If we are talking about national accounts then yes. Output of closed economy is given by:

$$Y = C+I+G \tag{1} $$

Private saving $S_p$ is by definition is disposable that is not consumed (see further explanation in Blanchard et al. Macroeconomics an European Perspective pp 55) so: $$S_p= Y- T-C \tag{2}$$

Public saving $S_g$ is by definition equal to difference between taxes $T$ and gov spending $G$ (see ibid) so we have:

$$S_g= T-G \tag{3}$$

Substituting 3 into 2 (by solving for T) and then into 1 (by solving for Y) gives us:

$$S_p+S_g + G + C= C+I+G \tag{4} $$

Now just by simple algebra we can see $G$ and $C$ are eliminated so we are left with:

$$S_p+S_g =I$$

So total saving (public and private), must be at all times equal to investment. The above is pure accounting identity, it simply must hold the same way as it is not possible that in some company assets are not equal to liabilities and equity.

However, if the resource is subsequently destroyed, it is then removed from the economy. In that case, the savings have increased but the investment hasn’t?

No. You need to realize that $C, I, G, Y $ or $S$ must be defined over some time period like a day, month, year, decade and so on. Let us assume that we are talking about yearly period for a simplicity sake. For example suppose that in 2010 goods worth of 1000e were produced, people wanted to save 200e but in the same 2010 100e were destroyed (gov is assumed away).
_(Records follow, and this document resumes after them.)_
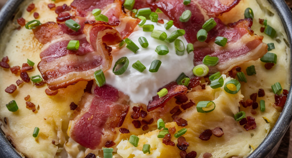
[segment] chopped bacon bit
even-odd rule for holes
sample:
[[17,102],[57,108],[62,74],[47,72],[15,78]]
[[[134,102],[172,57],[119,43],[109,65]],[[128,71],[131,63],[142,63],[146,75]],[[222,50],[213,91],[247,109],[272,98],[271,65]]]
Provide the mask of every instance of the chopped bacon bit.
[[224,134],[223,130],[219,127],[216,127],[211,131],[213,134],[218,137],[220,137]]
[[162,139],[162,143],[167,145],[169,145],[171,146],[174,146],[174,142],[171,141],[171,135],[170,134],[167,134],[164,136],[164,138]]
[[110,140],[107,141],[107,142],[105,142],[105,146],[108,148],[114,146],[115,145],[115,143],[113,141]]
[[32,11],[34,9],[34,4],[32,3],[27,6],[27,8],[26,8],[26,10],[28,12]]
[[264,96],[265,94],[265,91],[263,89],[259,89],[258,94],[259,97],[263,97]]
[[185,138],[183,136],[180,137],[178,138],[178,143],[176,146],[181,150],[185,150],[187,149],[187,147],[190,145],[190,143],[187,142]]
[[7,88],[5,89],[5,92],[10,94],[13,93],[16,90],[17,88],[16,86],[12,84],[9,86],[9,87],[7,87]]
[[47,88],[45,90],[45,92],[47,94],[47,95],[49,96],[53,96],[56,95],[58,94],[58,90],[56,91],[52,91],[50,89]]
[[126,134],[130,133],[128,129],[124,128],[121,128],[119,130],[120,131],[120,132],[123,134]]

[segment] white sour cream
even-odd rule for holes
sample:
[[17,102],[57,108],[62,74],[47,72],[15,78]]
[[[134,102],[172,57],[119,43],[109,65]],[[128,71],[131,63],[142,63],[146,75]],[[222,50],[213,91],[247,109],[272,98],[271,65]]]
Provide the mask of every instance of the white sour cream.
[[[163,24],[154,22],[147,20],[145,24],[152,24],[154,29],[165,31],[169,36],[178,29],[174,26],[166,30]],[[126,47],[126,44],[117,51],[112,52],[112,64],[110,69],[105,73],[107,83],[112,85],[124,93],[128,95],[132,101],[135,103],[148,104],[152,97],[156,95],[157,90],[160,88],[175,81],[182,72],[187,75],[191,76],[194,67],[193,52],[188,54],[186,50],[188,43],[183,36],[179,39],[183,42],[185,48],[185,54],[179,56],[175,54],[174,42],[170,43],[154,38],[150,35],[151,32],[145,32],[143,29],[137,26],[136,31],[132,33],[128,38],[132,40],[140,48],[137,53],[134,53]],[[149,45],[143,48],[138,41],[138,39],[143,36],[147,39]],[[163,44],[168,47],[169,52],[164,55],[160,55],[155,51],[156,47]],[[123,57],[126,57],[130,62],[126,71],[122,74],[115,75],[112,69],[116,62]],[[155,59],[161,61],[161,65],[158,72],[151,73],[149,71],[152,61]],[[145,66],[146,69],[140,72],[132,67],[133,64],[139,60]]]

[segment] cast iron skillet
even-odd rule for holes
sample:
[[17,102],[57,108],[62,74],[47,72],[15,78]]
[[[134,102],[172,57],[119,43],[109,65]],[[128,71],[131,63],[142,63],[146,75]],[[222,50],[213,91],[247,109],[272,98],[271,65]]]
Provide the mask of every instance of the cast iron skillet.
[[[0,34],[9,20],[14,17],[14,14],[24,0],[8,0],[0,10]],[[268,0],[274,6],[280,16],[290,45],[292,45],[292,13],[284,0]],[[290,50],[292,59],[292,49]],[[291,63],[292,60],[290,59]],[[290,65],[290,71],[291,66]],[[292,85],[291,82],[291,85]],[[290,87],[289,92],[291,91]],[[269,157],[269,153],[281,142],[292,120],[292,92],[289,94],[283,110],[274,128],[259,146],[247,158]],[[20,156],[0,130],[0,157],[21,158]]]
Well the GDP gets calculated at the end of the time period so if we would look inside the time period before destruction GDP would look like $Y=1000$, $Y-C=800$ $S=I=200$ but after destruction it would look like $Y=900$, $Y-C=800$ and $S=I=100$. You see that it would all perfectly balance and overall what is reported at the end of the year is $Y=900$, $Y-C=800$ and $S=I=100$.

Does destroying a resource count towards investment?

No, but it will no longer count toward output as well. Investment will be lower but output for the same period will be lower by equal amount making it all equal.

To give you an intuition, you should realize that $Y$ output/income must always be equal all spending $C+I+G$ (for closed economy), if you lower spending on $I$ (because part of it is destroyed and thus no longer counts), $Y$ has to drop as well. What you are saving in real terms is not money but output -that is what matters, you are consuming output, investing output (which is equivalent to saving output as proven above) or government is consuming output - it is all just breakdown of what happens with output Y, saving part of it does not make it no longer output.

Is this any different from the way investment takes resources away from an individual and puts it into an economy?

Yes of course. Investment is basis for capital formation which in turn expands the societies production possibility frontier (see discussion of this in ibid ch 14).

Destruction of those resources will lower the total investment, hence ceteris paribus negatively affect future output (however, note here everything is expressed in real terms not nominal terms i.e. destroying money would not have the same effect as that would just change nominal value). However, as explained above it also lowers present income so national accounts perfectly balance each other.